Posted on Nov 2, 2014 in General Grief

disaster

Healing from loss… involves weaving together the remaining fragments of one’s assumptive world to recreate an existence that has purpose, meaning and some semblance of predictability and order.

Robert Niemeyer
Professor of Psychology & Grief Specialist (2001)

Feeling a sense of safety is a basic need. More to the point: maintaining the illusion of safety is so important that we must continually re-imagine it in order remain sane. The task, however, is getting harder and harder to accomplish in our current upside down world.

Illusion of safety is wearing mighty thin

When 9/11 happened we were incensed that anyone would have the gall to make us feel so vulnerable. Add the “great” recession, mortgage crisis, real estate collapse, unemployment, school and public massacres, home grown terrorist activity, record youth suicide rate, racial tension, cybercrime, and climate disasters, and one could say it is getting harder and harder to reweave the fragments of our world back into a state of predictability and order.

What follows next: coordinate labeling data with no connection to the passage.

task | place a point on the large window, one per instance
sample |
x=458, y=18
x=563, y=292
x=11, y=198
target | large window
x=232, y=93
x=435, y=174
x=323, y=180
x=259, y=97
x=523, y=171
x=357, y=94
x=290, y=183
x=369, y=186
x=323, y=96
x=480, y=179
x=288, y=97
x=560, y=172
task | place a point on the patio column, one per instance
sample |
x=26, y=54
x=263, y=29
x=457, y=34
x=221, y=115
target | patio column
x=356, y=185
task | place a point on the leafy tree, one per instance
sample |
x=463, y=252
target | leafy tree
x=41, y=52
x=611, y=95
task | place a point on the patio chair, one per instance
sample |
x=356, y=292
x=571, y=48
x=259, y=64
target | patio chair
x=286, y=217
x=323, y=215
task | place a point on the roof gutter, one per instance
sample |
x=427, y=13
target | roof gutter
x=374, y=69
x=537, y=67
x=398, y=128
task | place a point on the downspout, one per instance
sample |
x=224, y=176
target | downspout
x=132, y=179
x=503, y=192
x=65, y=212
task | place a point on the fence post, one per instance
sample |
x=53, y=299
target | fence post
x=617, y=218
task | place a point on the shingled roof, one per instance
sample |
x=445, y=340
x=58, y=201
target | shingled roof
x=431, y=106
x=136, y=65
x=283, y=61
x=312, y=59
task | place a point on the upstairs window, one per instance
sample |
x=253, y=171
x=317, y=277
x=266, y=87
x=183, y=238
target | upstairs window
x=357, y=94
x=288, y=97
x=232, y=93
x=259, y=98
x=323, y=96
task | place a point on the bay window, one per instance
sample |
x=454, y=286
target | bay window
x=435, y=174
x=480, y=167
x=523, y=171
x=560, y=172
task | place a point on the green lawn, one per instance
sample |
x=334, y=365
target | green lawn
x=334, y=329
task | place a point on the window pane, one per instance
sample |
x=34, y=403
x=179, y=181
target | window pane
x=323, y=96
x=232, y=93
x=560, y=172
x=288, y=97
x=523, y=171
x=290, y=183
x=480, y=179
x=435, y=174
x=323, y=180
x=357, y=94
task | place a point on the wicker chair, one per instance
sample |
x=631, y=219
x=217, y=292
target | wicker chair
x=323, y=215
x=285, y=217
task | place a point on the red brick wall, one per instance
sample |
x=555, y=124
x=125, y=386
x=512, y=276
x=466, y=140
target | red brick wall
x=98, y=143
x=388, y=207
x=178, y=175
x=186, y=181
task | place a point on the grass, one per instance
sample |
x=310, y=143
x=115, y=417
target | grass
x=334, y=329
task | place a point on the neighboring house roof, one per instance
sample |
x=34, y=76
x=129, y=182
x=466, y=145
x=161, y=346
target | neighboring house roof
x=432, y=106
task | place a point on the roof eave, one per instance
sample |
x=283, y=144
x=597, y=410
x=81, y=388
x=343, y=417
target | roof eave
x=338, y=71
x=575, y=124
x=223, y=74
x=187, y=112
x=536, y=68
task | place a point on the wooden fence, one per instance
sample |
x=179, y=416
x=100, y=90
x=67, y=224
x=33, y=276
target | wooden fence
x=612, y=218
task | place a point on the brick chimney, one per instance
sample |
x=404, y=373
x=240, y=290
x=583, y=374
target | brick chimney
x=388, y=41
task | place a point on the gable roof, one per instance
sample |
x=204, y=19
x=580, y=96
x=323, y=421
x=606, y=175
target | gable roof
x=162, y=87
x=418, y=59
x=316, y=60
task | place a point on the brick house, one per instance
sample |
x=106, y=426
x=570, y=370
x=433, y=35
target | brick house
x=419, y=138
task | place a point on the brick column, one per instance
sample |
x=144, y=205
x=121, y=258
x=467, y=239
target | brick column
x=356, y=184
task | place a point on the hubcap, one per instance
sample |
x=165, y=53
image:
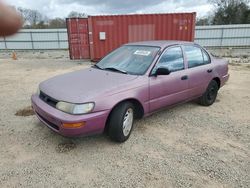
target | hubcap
x=128, y=121
x=211, y=93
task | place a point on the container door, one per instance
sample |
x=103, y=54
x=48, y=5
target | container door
x=78, y=38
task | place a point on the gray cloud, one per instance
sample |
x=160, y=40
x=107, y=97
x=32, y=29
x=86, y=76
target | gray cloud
x=117, y=5
x=61, y=8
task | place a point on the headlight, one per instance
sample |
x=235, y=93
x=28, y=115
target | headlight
x=38, y=91
x=75, y=108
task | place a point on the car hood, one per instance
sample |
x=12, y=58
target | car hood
x=84, y=85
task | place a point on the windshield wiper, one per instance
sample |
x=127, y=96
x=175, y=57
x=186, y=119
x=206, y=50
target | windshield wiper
x=116, y=70
x=96, y=66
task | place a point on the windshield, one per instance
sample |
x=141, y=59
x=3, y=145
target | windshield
x=129, y=59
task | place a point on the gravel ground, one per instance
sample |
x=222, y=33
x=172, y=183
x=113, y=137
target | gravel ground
x=185, y=146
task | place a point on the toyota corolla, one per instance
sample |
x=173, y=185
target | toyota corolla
x=131, y=82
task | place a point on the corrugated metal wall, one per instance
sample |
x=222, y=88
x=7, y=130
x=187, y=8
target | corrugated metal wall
x=223, y=35
x=209, y=36
x=36, y=39
x=122, y=29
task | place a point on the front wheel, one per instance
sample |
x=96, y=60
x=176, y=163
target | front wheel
x=210, y=95
x=121, y=122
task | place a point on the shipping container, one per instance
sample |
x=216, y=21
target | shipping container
x=109, y=32
x=105, y=33
x=78, y=38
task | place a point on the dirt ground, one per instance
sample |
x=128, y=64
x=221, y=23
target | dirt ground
x=186, y=146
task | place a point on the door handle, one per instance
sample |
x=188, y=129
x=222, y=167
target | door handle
x=184, y=77
x=210, y=70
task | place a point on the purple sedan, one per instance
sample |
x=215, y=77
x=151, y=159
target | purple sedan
x=131, y=82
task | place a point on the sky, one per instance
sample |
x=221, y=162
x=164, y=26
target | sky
x=61, y=8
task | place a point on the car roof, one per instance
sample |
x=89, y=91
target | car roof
x=160, y=43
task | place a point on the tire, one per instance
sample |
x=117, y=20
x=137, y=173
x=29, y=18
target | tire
x=121, y=121
x=210, y=95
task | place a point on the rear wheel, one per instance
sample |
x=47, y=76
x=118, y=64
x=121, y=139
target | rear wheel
x=121, y=122
x=210, y=95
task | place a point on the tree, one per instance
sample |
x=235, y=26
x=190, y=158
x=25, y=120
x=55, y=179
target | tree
x=74, y=14
x=57, y=23
x=30, y=17
x=231, y=12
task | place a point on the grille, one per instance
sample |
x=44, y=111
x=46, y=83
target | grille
x=52, y=125
x=47, y=99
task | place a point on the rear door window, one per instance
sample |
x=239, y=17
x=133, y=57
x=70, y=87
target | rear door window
x=194, y=56
x=206, y=57
x=172, y=59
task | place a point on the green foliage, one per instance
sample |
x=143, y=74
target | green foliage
x=230, y=12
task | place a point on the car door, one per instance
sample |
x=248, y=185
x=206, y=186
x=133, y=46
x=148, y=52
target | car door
x=199, y=69
x=166, y=90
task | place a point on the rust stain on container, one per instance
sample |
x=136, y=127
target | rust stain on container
x=78, y=38
x=109, y=32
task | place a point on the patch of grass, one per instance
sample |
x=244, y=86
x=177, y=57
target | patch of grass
x=65, y=147
x=27, y=111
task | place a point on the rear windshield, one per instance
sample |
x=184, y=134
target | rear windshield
x=130, y=59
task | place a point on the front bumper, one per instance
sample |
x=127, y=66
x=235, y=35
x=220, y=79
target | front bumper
x=54, y=119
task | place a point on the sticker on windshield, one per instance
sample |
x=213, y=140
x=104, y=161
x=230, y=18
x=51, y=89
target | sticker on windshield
x=142, y=52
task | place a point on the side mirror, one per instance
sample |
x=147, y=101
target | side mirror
x=162, y=71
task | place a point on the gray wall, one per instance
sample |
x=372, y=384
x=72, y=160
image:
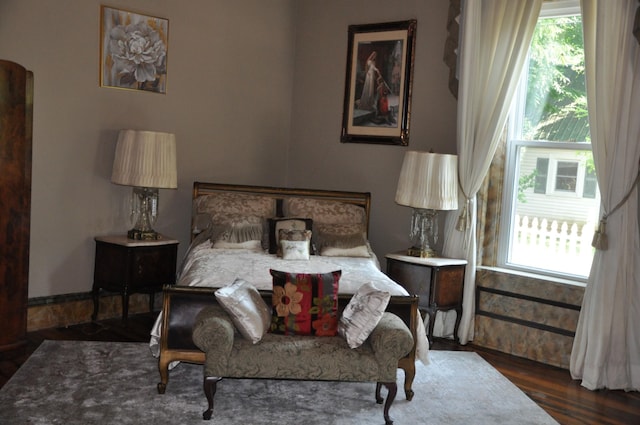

Top it off with the fact that when our financial and manufacturing sectors chose to globalize their operations, the entire world’s political, religious, economic, medical and social problems became ours as well. Therefore, it is not surprising that the edges of our peace of mind are seriously frayed.

If you have slept through the last years of assault on your lifestyle, the Ebola outbreak likely caused you to notice that the world’s healthcare system can’t handle every imaginable medical crisis.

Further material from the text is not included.